As this pulse-characterization platform is not limited by dispersion- or phase-matching bandwidth constraints, its only limitation in regard to minimum and maximum pulse durations as well as spectral applicability is determined by the AOI of the split-and-delay unit, the noncollinear angle of the utilized BOXCARS mask and the spectral reflectivity bandwidth of the mirrors. The mask-based approach for dispersion-free beamsplitting relies on a beam mode which is spatio-temporally homogeneous. Due to its dispersion-free and non-phasematched design, this platform is suitable for the characterization of ultrabroadband pulses covering multiple spectral octaves [32] by measuring the degenerate self-diffraction (SD) signal [51] simultaneously with the third-harmonic signal in sTHG configuration.

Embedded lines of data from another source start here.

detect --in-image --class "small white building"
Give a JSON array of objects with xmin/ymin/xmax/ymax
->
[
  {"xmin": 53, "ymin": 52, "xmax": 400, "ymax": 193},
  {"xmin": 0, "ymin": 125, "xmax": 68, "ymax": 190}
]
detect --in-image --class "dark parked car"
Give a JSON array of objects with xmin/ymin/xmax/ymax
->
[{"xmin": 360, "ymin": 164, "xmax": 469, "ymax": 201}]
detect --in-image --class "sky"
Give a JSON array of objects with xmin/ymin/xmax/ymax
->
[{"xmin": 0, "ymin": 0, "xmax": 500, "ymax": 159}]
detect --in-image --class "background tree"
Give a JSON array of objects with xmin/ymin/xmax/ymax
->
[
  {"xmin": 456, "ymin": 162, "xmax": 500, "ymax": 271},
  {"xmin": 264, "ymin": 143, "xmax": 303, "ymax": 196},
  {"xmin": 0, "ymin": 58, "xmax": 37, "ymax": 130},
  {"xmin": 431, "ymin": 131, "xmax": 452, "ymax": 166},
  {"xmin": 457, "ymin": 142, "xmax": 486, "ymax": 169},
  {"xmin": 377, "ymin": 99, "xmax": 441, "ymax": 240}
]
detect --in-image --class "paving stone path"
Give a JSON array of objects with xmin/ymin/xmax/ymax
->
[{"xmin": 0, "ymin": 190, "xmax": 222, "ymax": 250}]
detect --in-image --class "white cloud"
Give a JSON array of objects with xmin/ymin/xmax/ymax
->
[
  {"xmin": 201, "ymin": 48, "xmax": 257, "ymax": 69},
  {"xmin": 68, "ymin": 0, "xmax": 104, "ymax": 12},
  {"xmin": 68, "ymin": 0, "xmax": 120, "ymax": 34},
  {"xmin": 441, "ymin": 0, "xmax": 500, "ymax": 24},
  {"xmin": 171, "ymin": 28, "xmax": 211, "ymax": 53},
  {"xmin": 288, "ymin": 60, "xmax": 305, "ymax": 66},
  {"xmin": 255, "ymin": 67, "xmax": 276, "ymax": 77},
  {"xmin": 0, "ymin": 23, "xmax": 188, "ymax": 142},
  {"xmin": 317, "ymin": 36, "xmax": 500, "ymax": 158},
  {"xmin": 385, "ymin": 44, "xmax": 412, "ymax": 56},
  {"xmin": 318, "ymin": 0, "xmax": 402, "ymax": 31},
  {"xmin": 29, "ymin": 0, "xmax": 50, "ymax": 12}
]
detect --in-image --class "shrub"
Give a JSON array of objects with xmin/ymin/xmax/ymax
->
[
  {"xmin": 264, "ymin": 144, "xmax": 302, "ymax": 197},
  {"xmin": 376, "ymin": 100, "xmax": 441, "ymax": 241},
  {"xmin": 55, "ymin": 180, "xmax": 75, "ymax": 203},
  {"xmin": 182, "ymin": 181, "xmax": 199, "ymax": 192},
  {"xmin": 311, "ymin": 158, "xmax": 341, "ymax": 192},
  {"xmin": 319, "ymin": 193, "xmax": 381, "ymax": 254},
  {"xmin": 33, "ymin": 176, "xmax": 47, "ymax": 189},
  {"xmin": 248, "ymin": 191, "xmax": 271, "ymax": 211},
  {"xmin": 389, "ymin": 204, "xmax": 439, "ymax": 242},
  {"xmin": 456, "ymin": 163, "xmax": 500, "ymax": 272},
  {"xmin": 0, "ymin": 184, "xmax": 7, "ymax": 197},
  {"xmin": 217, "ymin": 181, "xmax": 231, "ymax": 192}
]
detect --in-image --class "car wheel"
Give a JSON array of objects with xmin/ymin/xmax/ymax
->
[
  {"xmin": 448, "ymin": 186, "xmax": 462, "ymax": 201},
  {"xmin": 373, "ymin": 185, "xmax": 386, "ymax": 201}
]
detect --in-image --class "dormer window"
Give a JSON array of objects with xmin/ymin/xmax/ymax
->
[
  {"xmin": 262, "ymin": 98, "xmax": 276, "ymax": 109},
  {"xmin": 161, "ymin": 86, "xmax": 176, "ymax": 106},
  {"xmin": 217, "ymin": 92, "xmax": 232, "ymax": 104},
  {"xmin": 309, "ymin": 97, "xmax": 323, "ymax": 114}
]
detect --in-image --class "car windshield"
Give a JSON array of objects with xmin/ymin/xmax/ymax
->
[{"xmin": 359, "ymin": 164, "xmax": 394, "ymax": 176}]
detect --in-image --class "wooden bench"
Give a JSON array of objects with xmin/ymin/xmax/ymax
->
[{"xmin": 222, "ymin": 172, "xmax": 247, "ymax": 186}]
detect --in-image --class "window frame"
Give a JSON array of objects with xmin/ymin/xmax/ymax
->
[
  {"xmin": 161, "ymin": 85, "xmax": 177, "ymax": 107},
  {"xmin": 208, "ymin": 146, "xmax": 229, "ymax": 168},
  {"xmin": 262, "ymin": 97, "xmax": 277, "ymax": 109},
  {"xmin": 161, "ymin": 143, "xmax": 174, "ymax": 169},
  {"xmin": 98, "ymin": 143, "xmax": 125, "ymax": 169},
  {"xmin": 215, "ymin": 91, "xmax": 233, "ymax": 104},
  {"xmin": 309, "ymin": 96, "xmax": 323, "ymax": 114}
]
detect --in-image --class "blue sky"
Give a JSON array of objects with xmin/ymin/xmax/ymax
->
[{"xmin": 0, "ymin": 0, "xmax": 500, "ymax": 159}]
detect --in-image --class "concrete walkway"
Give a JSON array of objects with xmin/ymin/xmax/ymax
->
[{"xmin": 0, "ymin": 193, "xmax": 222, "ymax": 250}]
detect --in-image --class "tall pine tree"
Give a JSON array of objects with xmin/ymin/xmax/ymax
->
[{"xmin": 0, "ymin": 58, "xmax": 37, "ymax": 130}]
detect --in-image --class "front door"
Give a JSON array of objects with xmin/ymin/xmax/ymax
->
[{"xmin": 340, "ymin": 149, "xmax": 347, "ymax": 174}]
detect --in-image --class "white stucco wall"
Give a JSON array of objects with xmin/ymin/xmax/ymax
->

This is achieved by employing a two-hole mask after the target. Moreover, the sTHG-FROG allows for the characterization of pulses down to the deep UV spectral region (e.g., around 200 nm): An exemplary BOXCARS TG-FROG characterization of $\sim$10 fs pulses centered around 268 nm has been shown by Latka et al. [52]. As the deep-UV-pulse energies are typically lower than in the discussed UV/VIS/IR cases, splitting the beam mode more efficiently than in the TG geometry might be necessary. This could be accounted for by utilizing a two-hole mask and an SD scheme [39] in combination with UV-enhanced aluminium mirrors. As the built-in piezoelectric actuator is vacuum compatible, an in-vacuum use of the device is possible without further modifications, which is crucial for UV pulse characterization purposes. Moreover, a further miniaturization of the device is possible especially for few-cycle, in-vacuum pulse characterization. On the other extreme of the spectral scale, utilizing the sTHG mode with a conventional silicon-based spectrometer grants access to pulses with spectra spanning up to $\sim 3300$ nm. Beyond this wavelength, cost-intensive but readily available InGaAs spectrometers could be used to push the boundary to the 6000 nm mid-infrared region and beyond. An alternative route to extend the measurement capabilities towards the mid-infared is to utilize the surface fifth or seventh harmonic in combination with a silicon-based UV/VIS spectrometer.